De acordo com o governo, grande parte da estrutura do autódromo foi demolida e reconstruída. Apenas a arquibancada fixa onde também funcionam algumas salas, o espaço dos 22 boxes já existentes e o prédio administrativo não foram totalmente derrubados.

Além disso, foi construída uma nova área de escape com 69 mil metros quadrados de caixas de brita, com 25 centímetros de profundidade. O circuito também recebeu quase 3 quilômetros de barreiras de pneus, que utilizam cerca de 57 mil unidades. A zebra foi refeita e cerca de 14 mil litros de tinta foram utilizados na pintura do novo traçado.

Também foi construído um novo centro médico junto à torre de controle. Para isso, a estrutura anterior foi demolida e reconstruída do zero. De acordo com o governo, o espaço terá área para primeiros atendimentos, sala de raio-x e estacionamento para ambulâncias, que antes ficavam fora do prédio. O complexo também abriga a torre de controle de corridas, salas para fiscais de pista, posto de bandeiras, depósitos e mantém um heliponto ao lado.

Os boxes também passaram por ampliação. Antes eram 22 e agora chegam a 30, após a construção de um novo prédio ao lado do antigo, que passou por reformas internas. No segundo andar ficam camarotes e salas de apoio.O vão entre os dois prédios passou a abrigar o novo pódio do autódromo. Os boxes não terão divisórias fixas, permitindo que cada equipe organize o espaço conforme suas necessidades, a mudança seguiu exigências da FIM.

A pista também foi completamente reconstruída. A camada asfáltica foi substituída,também por exigência da federação, e a reta principal foi alargada de 12 para 15 metros. O traçado recebeu ajustes em alguns pontos, como no “S”, que foi alongado para permitir maior aceleração na reta oposta. A extensão total da pista, no entanto, permanece em 3.835 metros.

Para atender às normas internacionais, também foi construído um novo viaduto de serviço. Como não era possível alterar a altura do viaduto original, existente desde a fundação do autódromo, a nova estrutura foi erguida no lado oposto do circuito. O viaduto tem 4,4 metros de altura e passa sobre a pista no trecho da reta oposta.
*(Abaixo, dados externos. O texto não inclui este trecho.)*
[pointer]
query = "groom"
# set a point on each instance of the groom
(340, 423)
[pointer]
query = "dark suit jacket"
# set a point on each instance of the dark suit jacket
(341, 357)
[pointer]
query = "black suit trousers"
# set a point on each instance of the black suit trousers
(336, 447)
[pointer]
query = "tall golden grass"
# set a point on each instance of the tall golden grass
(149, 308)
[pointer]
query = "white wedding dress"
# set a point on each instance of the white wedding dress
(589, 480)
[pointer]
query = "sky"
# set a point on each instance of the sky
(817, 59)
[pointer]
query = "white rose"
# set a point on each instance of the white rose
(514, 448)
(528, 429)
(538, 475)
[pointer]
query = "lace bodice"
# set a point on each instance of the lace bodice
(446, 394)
Além disso, novos banheiros foram instalados ao longo do autódromo e arquibancadas móveis foram montadas para receber o público durante este sábado (21) e domingo (22). Antes da homologação final, o circuito passou por um evento-teste entre os dias 28 de fevereiro e 1º de março, com simulações de corrida e participação de comissários, equipes de resgate e médicos.

MotoGP recoloca o Brasil no calendário mundial

A etapa final do MotoGP em Goiânia coloca o país de volta ao maior campeonato de motovelocidade do planeta. A escolha da capital goiana ocorreu após negociações com a Dorna Sports, organizadora do campeonato. Assim, a capital receberá o circuito pelos próximos cinco anos.

Além do impacto esportivo, o evento deve gerar forte movimentação econômica no estado, com foco principal em Goiânia e na região metropolitana. Segundo estudo do Instituto Mauro Borges (IMB), a etapa da MotoGP deve movimentar cerca de R$868 milhões na economia goiana.

A expectativa é de público de 150 mil pessoas durante o fim de semana de corridas, sendo 32% de visitantes de outros estados e 12% do exterior. Aproximadamente 67 mil espectadores deverão precisar de hospedagem, ocupando hotéis em Goiânia e cidades próximas como Aparecida de Goiânia, Anápolis e Trindade.

Segundo o levantamento, cada visitante deve gastar em média R$3.180 com ingressos, alimentação, transporte e lazer. A estimativa é de geração de mais de 4 mil empregos diretos e indiretos e arrecadação tributária de aproximadamente R$130 milhões.